The beauty of growing up is realizing that most of the things you once deemed invaluable and vital seem dispensable now. The beauty of growing up is learning and knowing that the most valuable things in life aren’t trivial things. There’s more to life than what you used to think. There’s deeper ideas and more rewarding mentalities to dive into. There’s more than just the surface. There’s fulfillment in saying no. There’s beauty in the present and being present. There’s greater value in knowing everything is a choice. These realizations has not only opened my mind to change but also made me more accepting of my failures. I’ve never felt such joy and liberation missing out on things not meant for me and just simply accepting life as it comes. I find myself only exerting my energy and time on people and things that matter.
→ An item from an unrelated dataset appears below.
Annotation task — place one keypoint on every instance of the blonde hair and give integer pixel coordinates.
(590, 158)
To be quite honest, the last thing I look at before I sleep and the first thing I look at when I wake up is my phone. I used to think this wasn’t a problem but recently, I’ve been more aware about my screen time. I used to have the urge to look at every story, every post, every tweet until I find myself wasting time and not doing what I need to do for myself. I am slowly learning to hold myself accountable outside of the social media space. It’s okay to not post when I don’t feel like it. It’s okay to not post on “prime time.” I didn’t realize how much I depended on my phone until I started missing what’s outside of my phone screen. There’s joy in missing out. There’s personal joy in living and moving in silence. Life is mighty good. Life is being lived to its fullest and by the looks of it, I’ll be doing it in comfortable sets paired with sneakers.